The SP language


The Simple Programming language is a toy language that is easy to parse and easy to interpret, yet powerful enough to solve problems from number theory. Its purpose is to demonstrate the formal definition of languages using the Backus-Naur notation.

The language

SP has four statements:

READ var Read an int from the user, and store it in var
WRITE expr Print the value of expr
LET var = expr Set value of var to expr
GOTO label [IF expr] Jump to the specified line. If expr is present, the jump is conditional on expr ≧ 0

Here's the complete BNF for SP:

<program> ::= <progline> | <program> <progline>
<progline> ::= <number> : <stmt> ; | <stmt> ;
<stmt> ::= READ <var_id> |
           WRITE <expr> |
	   LET <var_id> = <expr> |
	   GOTO <number> |
	   GOTO <number> IF <expr>
<expr> ::= <term> | <term> + <term> | <term> - <term>
<term> ::= <factor> | <factor> * <factor> | <factor> / <factor>
<factor> ::= ( <expr> ) | <number> | <var_id>
<var_id> ::= LETTER | LETTER DIGIT
<number> ::= DIGIT | <number> DIGIT

There are 33 variables available for programs, named X, Y, Z, X0, …, X9, Y0, …, Y9, Z0, …, Z9. The type of variables and expressions is uniformly signed integer.

Sample SP program

The following program calculates the greatest common denominator of two nonnegative numbers X and Y, using a somewhat naïve approach. You can download it to test your own parser.


100:	GOTO 200 IF Y - X;
	LET X = X - Y;
	GOTO 100;

200:	GOTO 300 IF X - Y;
	LET Y = Y - X;
	GOTO 100;

300:	WRITE X;

Implementing SP

Python interpreter

This Python program parses and interprets SP programs. Parsing is done via the Yappy parser generator, and the program is internally represented as a list of statement objects. Expressions are represented as binary trees, taking advantage of the fact that the grammar definition of SP allows for no non-binary operations.
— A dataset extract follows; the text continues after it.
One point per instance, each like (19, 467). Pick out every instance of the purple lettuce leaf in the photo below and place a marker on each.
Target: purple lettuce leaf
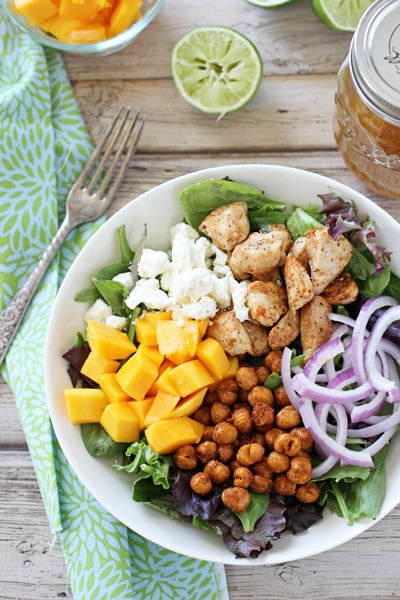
(249, 545)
Yappy provides a very nice interface for writing parsers. Note how cleanly semantic actions are described in the grammar table. The single fault I can find with Yappy is that both its lexer and its parser generator require the usage of strings for id's. Allowing arbitrary identities would make for even nicer code.

Python compiler

This compiler, also written in Python and obviously based on the above code, compiles SP programs into IA-32 assembly. Expressions are compiled into assembly instructions putting results on the stack. IO is implemented via libc's printf and scanf functions.

Obviously, because of the very nature of the SP language, no fancy type calculus or memory layouting is done. It does, however, demonstrate how there's nothing magic about writing a compiler.

Yes, the implementation (unified with the interpreter's code) needs to be refactored into multidispatch methods.